Manufacturing investment is spreading across multiple layers of the industrial economy—from energy infrastructure and industrial equipment to critical materials and advanced technologies. That’s exactly what a healthy industrial ecosystem looks like. Not one dominant industry, but a network of specialized manufacturers building the capabilities that support one another.
Trade Policy Remains a Major Variable
Trade policy remained active this week as the White House announced modifications to certain steel and aluminum-related tariffs while the U.S. Trade Representative proposed new Section 301 tariffs covering imports from dozens of economies.
Manufacturers continue to face the challenge of balancing cost, resilience, and supply security. That’s particularly important as many companies report ongoing shortages of steel, aluminum, semiconductors, and other industrial inputs.
For sourcing teams, the conversation is increasingly shifting beyond simple cost comparisons. The question is no longer just who can provide the lowest price. It’s who can reliably deliver when markets, geopolitics, or transportation networks become unstable.
That shift may ultimately become one of the defining characteristics of this manufacturing cycle.
Around the Horn
Workforce Watch: Manufacturing added 7,000 jobs in May, with fabricated metals leading gains.
Energy Infrastructure: Jabil’s new Virginia facility will support growing demand for electrical equipment and grid modernization.
Strategic Metals: Century Aluminum’s expansion is expected to increase U.S. primary aluminum production by roughly 10%.
Supply Chains: Manufacturers continue reporting shortages and cost pressures affecting steel, aluminum, semiconductors, and transportation inputs.
Advanced Manufacturing: Texas and Virginia remain among the leading destinations for major semiconductor investments.
Looking Ahead
The strongest signal from this week’s news wasn’t any single factory announcement. It was the combination of rising factory activity, growing employment, and continued capital investment across multiple sectors.

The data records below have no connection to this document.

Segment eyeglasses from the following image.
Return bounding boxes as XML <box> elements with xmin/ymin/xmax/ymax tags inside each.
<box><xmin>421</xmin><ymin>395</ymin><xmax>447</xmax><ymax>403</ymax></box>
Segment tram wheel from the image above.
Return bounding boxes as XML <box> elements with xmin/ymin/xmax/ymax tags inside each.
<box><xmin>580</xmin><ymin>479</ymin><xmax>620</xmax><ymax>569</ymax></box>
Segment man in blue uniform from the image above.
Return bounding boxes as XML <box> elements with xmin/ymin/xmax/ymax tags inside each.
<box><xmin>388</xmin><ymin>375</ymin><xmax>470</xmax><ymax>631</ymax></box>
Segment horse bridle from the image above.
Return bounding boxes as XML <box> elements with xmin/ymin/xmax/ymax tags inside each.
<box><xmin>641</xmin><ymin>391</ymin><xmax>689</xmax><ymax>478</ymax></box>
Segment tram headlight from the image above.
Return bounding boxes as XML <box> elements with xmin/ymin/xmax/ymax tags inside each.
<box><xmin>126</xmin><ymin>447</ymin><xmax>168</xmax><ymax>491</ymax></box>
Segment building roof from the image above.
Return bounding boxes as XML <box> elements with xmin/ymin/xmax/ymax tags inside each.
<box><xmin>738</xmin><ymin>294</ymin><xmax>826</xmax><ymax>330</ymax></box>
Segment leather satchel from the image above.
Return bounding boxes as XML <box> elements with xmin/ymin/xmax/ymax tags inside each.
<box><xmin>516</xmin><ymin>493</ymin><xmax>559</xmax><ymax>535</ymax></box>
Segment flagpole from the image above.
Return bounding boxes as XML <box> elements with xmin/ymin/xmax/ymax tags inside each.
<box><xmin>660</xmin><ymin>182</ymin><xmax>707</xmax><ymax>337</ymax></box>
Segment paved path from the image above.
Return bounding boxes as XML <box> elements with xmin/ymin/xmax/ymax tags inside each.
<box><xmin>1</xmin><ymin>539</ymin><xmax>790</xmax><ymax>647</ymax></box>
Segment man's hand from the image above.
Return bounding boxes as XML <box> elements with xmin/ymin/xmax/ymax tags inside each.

That’s important because manufacturing strength has never come from a handful of giant facilities. America’s advantage has always been its long tail of small and medium-sized manufacturers—thousands of businesses working together to build what the country needs.
The companies investing in relationships, capabilities, and domestic production today are positioning themselves for what increasingly looks like a decades-long shift toward more resilient and localized supply chains. We’re still in the early innings, but the direction of travel is becoming harder to ignore.